Today’s beer video is a tour of the Blue Point Brewing Co. in Patchogue, New York by The Brewery Show. Given the announcement today that ABI is buying the brewery, I thought readers might be interested in seeing the brewery and learning more about it. It’s from season 2 of The Brewery Show and runs about twelve minutes.
Anheuser-Busch To Buy Blue Point Brewing

Anheuser-Busch announced today that they would be acquiring Long Island craft brewery Blue Point Brewing for an unspecified amount. The deal is expected to close in the next quarter, and like its other recent acquisitions, the brewery will remain at its original location in Patchogue, New York.
From the press release
Anheuser-Busch today announced it has agreed to purchase Blue Point Brewing Co., one of the nation’s top craft brewers with more than 40 beers and sales concentrated along the East Coast, in a move that will bring additional resources to Blue Point’s operations, allowing it to meet growing consumer demand for its award‑winning brands. Terms of the agreement were not disclosed.

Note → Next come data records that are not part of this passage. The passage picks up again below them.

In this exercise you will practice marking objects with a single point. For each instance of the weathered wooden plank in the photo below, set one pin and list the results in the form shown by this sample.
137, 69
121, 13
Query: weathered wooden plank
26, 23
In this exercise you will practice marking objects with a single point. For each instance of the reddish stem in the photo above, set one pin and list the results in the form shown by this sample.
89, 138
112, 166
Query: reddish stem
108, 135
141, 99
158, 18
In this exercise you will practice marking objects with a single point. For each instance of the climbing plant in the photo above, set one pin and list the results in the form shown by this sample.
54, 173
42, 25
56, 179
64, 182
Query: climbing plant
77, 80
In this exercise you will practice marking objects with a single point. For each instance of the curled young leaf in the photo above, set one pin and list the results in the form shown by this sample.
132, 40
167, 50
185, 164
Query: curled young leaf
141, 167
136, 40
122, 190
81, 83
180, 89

Blue Point, known for its creativity, was founded by Mark Burford and Peter Cotter 15 years ago in Patchogue, N.Y., where the brewery will continue to operate. Anheuser-Busch also plans to invest in the brewery to grow its operational capabilities and enhance the consumer experience over the next few years.

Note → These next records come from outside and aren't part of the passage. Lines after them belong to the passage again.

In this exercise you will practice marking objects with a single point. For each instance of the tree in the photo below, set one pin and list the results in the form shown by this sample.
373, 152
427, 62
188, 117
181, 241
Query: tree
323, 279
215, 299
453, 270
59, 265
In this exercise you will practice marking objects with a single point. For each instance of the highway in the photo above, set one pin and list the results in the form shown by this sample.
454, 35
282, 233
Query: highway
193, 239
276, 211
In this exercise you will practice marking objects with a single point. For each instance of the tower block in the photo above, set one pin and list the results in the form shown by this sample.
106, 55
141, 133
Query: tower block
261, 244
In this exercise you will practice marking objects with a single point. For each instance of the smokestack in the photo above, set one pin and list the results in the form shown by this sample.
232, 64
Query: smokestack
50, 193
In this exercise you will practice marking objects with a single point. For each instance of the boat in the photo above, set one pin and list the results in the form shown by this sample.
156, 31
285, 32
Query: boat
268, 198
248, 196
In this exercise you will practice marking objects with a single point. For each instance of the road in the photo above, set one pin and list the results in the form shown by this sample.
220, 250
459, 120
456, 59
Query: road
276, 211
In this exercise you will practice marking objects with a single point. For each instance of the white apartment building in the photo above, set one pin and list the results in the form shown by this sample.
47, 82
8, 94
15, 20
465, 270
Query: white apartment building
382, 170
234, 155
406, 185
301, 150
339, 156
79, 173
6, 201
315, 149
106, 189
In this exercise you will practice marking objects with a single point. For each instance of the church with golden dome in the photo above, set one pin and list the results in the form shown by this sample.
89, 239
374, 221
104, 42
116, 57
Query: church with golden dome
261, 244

“We are deeply grateful to our family of loyal employees and customers. Our success was made possible by the hard work of good people and good beer in Patchogue,” said Peter Cotter, who will continue to be instrumental in the success of the brands along with co-founder Mark Burford. “Together, our talented brewing team and Anheuser-Busch will have the resources to create new and exciting beers and share our portfolio with even more beer lovers,” said Mark Burford.

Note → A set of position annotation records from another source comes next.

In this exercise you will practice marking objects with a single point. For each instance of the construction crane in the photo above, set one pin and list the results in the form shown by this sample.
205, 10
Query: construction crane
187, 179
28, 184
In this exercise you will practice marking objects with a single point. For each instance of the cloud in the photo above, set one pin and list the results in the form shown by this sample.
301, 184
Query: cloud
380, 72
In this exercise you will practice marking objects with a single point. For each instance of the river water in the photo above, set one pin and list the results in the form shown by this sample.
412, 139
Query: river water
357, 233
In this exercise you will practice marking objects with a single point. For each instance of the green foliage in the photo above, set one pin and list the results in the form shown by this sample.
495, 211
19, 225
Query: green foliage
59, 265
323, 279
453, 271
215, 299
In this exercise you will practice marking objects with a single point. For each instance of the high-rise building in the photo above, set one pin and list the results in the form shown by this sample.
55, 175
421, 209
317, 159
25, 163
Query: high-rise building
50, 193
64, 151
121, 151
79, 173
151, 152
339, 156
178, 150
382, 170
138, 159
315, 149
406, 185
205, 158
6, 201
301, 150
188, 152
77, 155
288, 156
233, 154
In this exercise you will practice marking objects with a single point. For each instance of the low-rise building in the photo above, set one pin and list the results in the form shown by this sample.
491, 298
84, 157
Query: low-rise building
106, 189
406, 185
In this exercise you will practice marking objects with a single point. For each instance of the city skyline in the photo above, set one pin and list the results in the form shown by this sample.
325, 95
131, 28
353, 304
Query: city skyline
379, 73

In 2013, Blue Point sold approximately 60,000 barrels, with 50 percent of the volume from its flagship brand, Toasted Lager. It also sells Hoptical Illusion, Blueberry Ale and seasonal brands among others.
“As we welcome Blue Point into the Anheuser-Busch family of brands, we look forward to working with Mark and Peter to accelerate the growth of the Blue Point portfolio and expand to new markets, while preserving the heritage and innovation of the brands,” said Luiz Edmond, CEO of Anheuser-Busch. “With Anheuser-Busch’s strong beer credentials, we share a commitment to offering high-quality beers that excite consumers. Blue Point brands have a strong following and even more potential.”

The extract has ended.